Space Geodesy and VLBI
Space Geodesy and VLBI
The focus of space geodesy is obtaining high-precision measurements using geodetic techniques such as very long baseline interferometry (VLBI) and the global navigational satellite system (GNSS, a general term for systems like GPS). Specifically, high-precision geodesy means measuring the position of a point on the surface of the earth with millimeter accuracy. It also means measuring variations in the length of the day to a few millionths of a second, or the orientation of the rotation axis of the earth in space to a few billionths of a degree.

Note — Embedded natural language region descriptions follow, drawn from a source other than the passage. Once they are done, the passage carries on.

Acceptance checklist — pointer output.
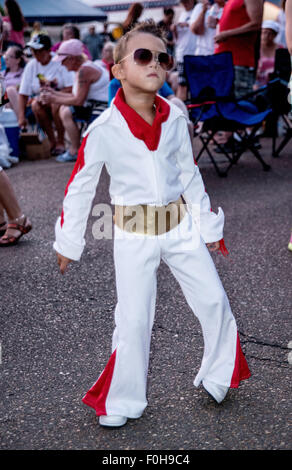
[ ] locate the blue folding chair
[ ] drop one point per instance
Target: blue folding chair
(212, 101)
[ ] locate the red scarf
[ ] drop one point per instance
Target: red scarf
(138, 126)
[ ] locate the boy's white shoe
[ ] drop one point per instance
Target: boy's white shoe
(217, 392)
(113, 421)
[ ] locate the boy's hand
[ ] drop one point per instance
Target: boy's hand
(63, 262)
(213, 246)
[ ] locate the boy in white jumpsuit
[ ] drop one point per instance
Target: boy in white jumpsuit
(143, 140)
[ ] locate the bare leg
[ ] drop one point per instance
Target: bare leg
(9, 203)
(71, 128)
(43, 118)
(59, 126)
(8, 199)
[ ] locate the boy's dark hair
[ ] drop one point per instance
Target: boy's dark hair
(147, 26)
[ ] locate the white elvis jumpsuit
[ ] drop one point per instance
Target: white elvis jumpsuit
(150, 165)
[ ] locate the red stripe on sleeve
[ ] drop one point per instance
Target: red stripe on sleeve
(77, 167)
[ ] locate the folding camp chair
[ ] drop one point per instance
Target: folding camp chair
(210, 83)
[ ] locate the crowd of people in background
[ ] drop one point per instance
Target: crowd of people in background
(60, 87)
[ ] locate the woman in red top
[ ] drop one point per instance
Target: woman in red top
(16, 22)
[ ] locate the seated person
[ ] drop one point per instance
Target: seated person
(42, 71)
(107, 57)
(70, 31)
(266, 63)
(89, 94)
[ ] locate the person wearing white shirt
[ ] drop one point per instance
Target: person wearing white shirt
(40, 72)
(185, 44)
(204, 19)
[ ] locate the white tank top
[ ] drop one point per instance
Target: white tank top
(98, 90)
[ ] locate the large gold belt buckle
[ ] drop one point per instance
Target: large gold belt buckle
(149, 220)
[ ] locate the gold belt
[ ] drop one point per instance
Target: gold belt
(149, 220)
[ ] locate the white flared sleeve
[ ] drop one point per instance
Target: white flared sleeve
(80, 191)
(210, 224)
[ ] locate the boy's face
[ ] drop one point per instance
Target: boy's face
(145, 78)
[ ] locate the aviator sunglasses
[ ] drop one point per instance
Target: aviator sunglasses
(145, 56)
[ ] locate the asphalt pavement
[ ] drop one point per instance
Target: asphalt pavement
(55, 331)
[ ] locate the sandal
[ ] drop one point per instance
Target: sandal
(8, 240)
(3, 228)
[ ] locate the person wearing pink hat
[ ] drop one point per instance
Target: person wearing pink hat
(90, 86)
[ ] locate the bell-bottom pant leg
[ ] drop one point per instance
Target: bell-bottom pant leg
(191, 263)
(121, 388)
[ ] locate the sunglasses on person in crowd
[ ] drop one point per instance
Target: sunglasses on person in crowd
(145, 56)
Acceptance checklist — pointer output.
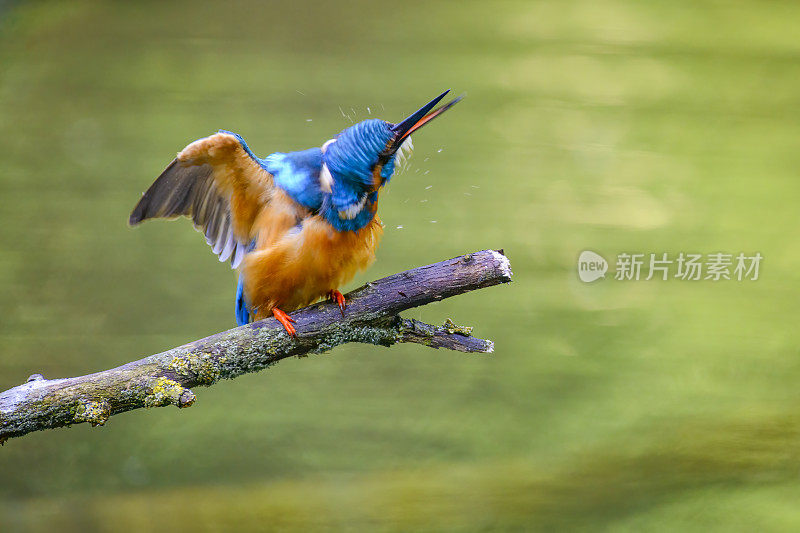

In precision geodesy, VLBI is used to make measurements from pairs of radio telescopes of an extragalactic object such as a quasar that—from Earth—appears at a fixed point in space. The measurements are time-tagged via hydrogen maser clocks. By measuring the exact time the signal coming from the same object reaches each radio telescope, VLBI allows scientists to determine the precise position of each station. These accurate location measurements enable geodesists to calculate the rotation of the Earth. Knowing how fast the Earth is rotating is essential to maintaining an accurate measurement of Universal Time (UT1). Minute variations in the rotation of the Earth are caused by planetary forces (primarily the Sun and the Moon) and forces from geophysical fluids (oceans and atmosphere).
Data from VLBI observations contribute to the calculation of the International Terrestrial Reference Frame (ITRF) and the International Celestial Reference Frame (ICRF), which provide coordinates of fiducial points on the Earth’s surface and in space. These systems are crucial for surveying, satellite navigation, and communications as a set of time-dependent reference points that are continually updated.
Geodetic VLBI also allows scientists to measure the movement of the Earth’s tectonic plates extremely accurately. For example, VLBI measurements of the distance between the radio antennas at Westford, Massachusetts, and Wettzell, Germany, show that North America and Europe are presently separating at a steady rate of about 17 millimeters per year. Scientists also use geodetic VLBI and GNSS to measure changes in the position of the San Andreas fault in California, as the Pacific plate slips past the North American plate at the rate of about 50 millimeters per year.
VGOS is a key observational element of the Global Geodetic Observing System (GGOS), an organizational component of the International Association of Geodesy (IAG) that contributes to a comprehensive monitoring of the Earth system. A major goal of GGOS is to ensure that observations from the four fundamental space geodetic techniques—VGOS (VLBI), GPS, SLR, and DORIS—are rigorously combined to realize an accurate and stable TRF. The TRF is crucial for advancing our understanding of critical components of the Earth system, such as the global hydrological cycle, which includes the cryosphere, and the dynamics of the oceans and the atmosphere.
The TRF is also important for natural hazard warning and prevention, disaster mitigation, sustainable development, and society at large, as underscored in a resolution recently adopted by the United Nations (UN) General Assembly and promoted by the UN Global Geospatial Information Management Initiative (UN-GGIM) and the Subcommittee on Geodesy.
Haystack is a prominent contributor to analysis and technical development at the International VLBI Service for Geodesy and Astrometry (IVS), which provides geodetic and astrometric data products that contribute to calculations of the TRF, the international celestial reference frame (ICRF), and Earth orientation parameters (EOP). The Westford antenna is a primary geodetic site within the IVS and a fundamental station participant in the VGOS network rollout.
Under the aegis of its Space Geodesy Project (SGP), NASA is leading the development of a global network of GGOS stations. The goal is to deploy about 10 NASA-funded stations that are globally distributed in the coming years. The NASA network will be expanded with additional stations funded and built by international partners, with the goal of eventually forming a global array of about 40 GGOS stations that spans the Earth’s surface with a homogeneous distribution.
Haystack frequently releases forward-looking software and technologies with the aim of advancing VLBI systems and bringing new levels of flexibility and measurement accuracy to the geodetic VLBI community. This effort helps shape the GGOS vision even for systems that will succeed the VGOS network, which is currently in a rollout phase. The effort leverages and overlaps with an installed base of networked broadband systems around the world. Among the topics being explored are lower-cost antennas, improved cryogenic systems, novel observing strategies, better methods for estimating water vapor in the troposphere, correlation systems that are easier to port and maintain in the face of evolving computing platform architectures, and more sophisticated data reduction and analysis approaches to make better use of the inherent information content of the data.
Haystack continues to make major contributions toward the validation of the VGOS concept, as well as toward improving and maintaining the global network of NASA VLBI stations, both broadband VGOS and the dual-frequency legacy systems.